I'm working towards a deep understanding of ML-style modules: I think the concept is important and I love the kind of thinking they encourage. I am just now discovering the tension that can arise between parametric types and parametric modules. I am seeking tools for thinking about the matter that will help me make smart design decisions as I build up my programs.
Fist I will try to describe my question in general. Then I will provide a concrete example from a learning project I am working on.

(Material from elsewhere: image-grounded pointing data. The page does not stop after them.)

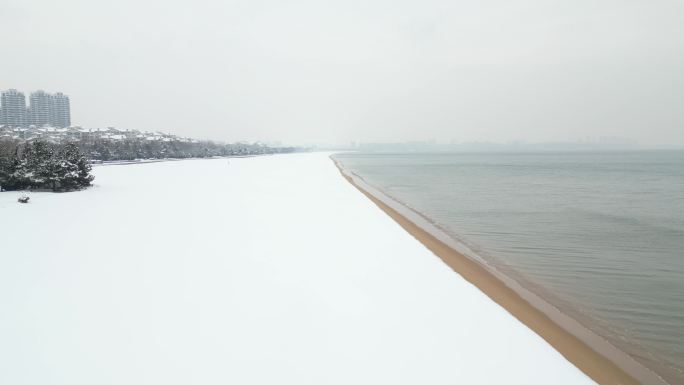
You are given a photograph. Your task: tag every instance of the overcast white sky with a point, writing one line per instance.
(364, 70)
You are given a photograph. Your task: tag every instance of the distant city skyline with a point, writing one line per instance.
(44, 109)
(366, 71)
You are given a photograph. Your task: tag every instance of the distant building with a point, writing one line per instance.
(45, 109)
(60, 110)
(40, 109)
(13, 105)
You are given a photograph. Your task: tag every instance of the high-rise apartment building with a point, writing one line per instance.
(45, 109)
(13, 105)
(60, 110)
(40, 108)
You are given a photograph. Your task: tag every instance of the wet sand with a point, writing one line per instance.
(593, 355)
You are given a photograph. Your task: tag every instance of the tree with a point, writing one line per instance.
(74, 169)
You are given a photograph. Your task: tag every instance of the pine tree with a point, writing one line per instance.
(73, 169)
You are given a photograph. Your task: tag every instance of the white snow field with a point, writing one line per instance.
(266, 270)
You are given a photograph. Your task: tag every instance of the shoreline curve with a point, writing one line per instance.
(592, 354)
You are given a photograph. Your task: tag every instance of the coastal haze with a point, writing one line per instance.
(334, 72)
(179, 203)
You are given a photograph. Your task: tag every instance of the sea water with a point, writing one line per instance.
(598, 234)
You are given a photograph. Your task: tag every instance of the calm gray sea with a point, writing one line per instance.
(600, 235)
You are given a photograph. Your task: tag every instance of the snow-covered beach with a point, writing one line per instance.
(252, 271)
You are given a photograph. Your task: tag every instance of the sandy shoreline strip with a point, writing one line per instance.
(593, 355)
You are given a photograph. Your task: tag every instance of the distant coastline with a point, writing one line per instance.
(592, 354)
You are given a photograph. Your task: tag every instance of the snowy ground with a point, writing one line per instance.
(268, 270)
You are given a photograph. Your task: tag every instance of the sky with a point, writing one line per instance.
(358, 70)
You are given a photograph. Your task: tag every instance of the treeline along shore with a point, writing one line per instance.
(63, 164)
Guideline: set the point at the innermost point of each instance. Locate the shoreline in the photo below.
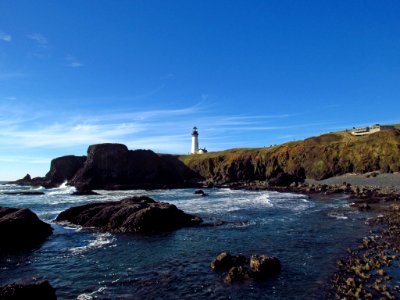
(366, 271)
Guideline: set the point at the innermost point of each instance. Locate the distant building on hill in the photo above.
(195, 143)
(369, 129)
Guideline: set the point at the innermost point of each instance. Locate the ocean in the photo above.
(307, 235)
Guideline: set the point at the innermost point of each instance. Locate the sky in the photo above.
(143, 73)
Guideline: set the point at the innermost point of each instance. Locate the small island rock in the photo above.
(134, 214)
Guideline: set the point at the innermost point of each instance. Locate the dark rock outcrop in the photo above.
(64, 168)
(21, 229)
(24, 193)
(85, 193)
(225, 261)
(261, 266)
(61, 169)
(41, 290)
(200, 192)
(135, 214)
(113, 166)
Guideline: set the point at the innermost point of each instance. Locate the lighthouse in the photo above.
(195, 141)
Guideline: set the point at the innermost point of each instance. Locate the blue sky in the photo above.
(143, 73)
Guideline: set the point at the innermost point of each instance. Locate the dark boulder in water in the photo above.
(21, 229)
(225, 261)
(200, 192)
(261, 266)
(24, 193)
(41, 290)
(135, 214)
(85, 193)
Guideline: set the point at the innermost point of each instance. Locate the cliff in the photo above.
(113, 166)
(61, 169)
(318, 158)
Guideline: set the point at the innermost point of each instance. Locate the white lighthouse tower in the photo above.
(195, 141)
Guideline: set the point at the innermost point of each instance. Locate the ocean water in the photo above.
(307, 235)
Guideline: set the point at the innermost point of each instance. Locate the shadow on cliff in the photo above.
(113, 166)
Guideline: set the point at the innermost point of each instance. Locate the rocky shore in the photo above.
(371, 270)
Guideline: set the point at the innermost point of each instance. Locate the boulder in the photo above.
(263, 266)
(200, 192)
(21, 229)
(64, 168)
(24, 193)
(85, 193)
(41, 290)
(134, 214)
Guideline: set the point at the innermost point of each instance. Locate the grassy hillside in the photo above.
(316, 157)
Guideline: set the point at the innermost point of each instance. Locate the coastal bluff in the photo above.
(318, 158)
(113, 166)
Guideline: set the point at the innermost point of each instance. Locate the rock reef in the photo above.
(259, 266)
(39, 290)
(130, 215)
(21, 229)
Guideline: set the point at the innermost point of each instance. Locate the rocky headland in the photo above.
(113, 166)
(130, 215)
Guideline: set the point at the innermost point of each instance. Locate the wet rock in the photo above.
(200, 192)
(85, 193)
(225, 261)
(24, 193)
(263, 266)
(41, 290)
(21, 229)
(361, 206)
(134, 214)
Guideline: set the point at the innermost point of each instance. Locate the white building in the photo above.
(369, 129)
(195, 143)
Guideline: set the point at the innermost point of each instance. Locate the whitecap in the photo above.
(338, 216)
(101, 240)
(89, 296)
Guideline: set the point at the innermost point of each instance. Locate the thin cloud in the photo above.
(39, 38)
(5, 37)
(162, 130)
(11, 75)
(25, 159)
(73, 62)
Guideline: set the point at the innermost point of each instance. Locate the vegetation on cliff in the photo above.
(317, 157)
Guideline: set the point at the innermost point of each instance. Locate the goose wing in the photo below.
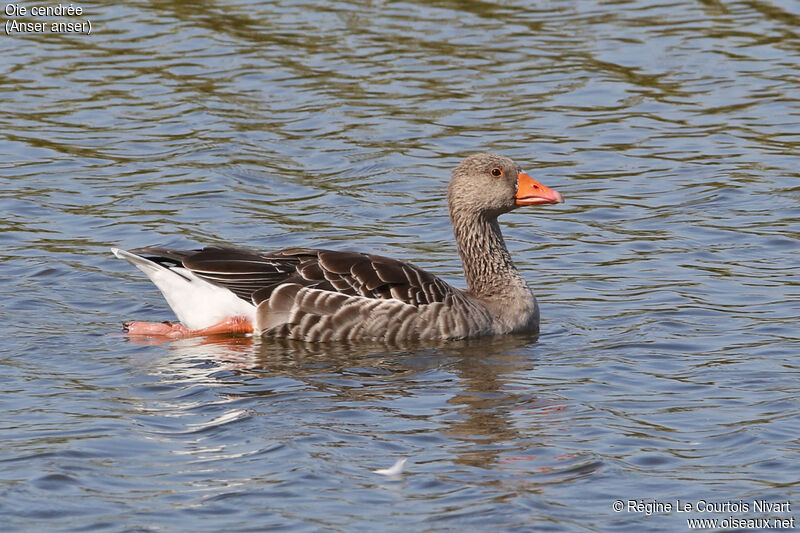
(254, 276)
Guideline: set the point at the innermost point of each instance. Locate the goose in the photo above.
(318, 295)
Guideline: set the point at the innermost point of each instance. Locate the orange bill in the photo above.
(531, 192)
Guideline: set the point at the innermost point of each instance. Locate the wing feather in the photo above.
(255, 276)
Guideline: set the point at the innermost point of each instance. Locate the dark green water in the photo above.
(667, 369)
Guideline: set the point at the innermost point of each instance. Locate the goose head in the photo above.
(490, 184)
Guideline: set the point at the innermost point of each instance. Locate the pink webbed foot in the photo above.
(155, 329)
(172, 330)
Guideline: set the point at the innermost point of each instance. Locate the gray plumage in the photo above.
(324, 295)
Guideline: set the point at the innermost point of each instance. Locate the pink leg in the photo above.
(172, 330)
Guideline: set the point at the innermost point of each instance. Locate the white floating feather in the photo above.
(394, 470)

Finally, I will revisit the general question in order to draw it to a point.
(I'm sorry that I don't yet know enough to pose this question more succinctly.)
In general terms, the tension I've discovered is this: functions are most flexible, and open to the widest reuse, when we provide them with parametric type signatures (where appropriate). However, modules are most flexible and open to the widest reuse when we seal the parameterization of functions inside the module, and instead parameterize the entire module on a given type.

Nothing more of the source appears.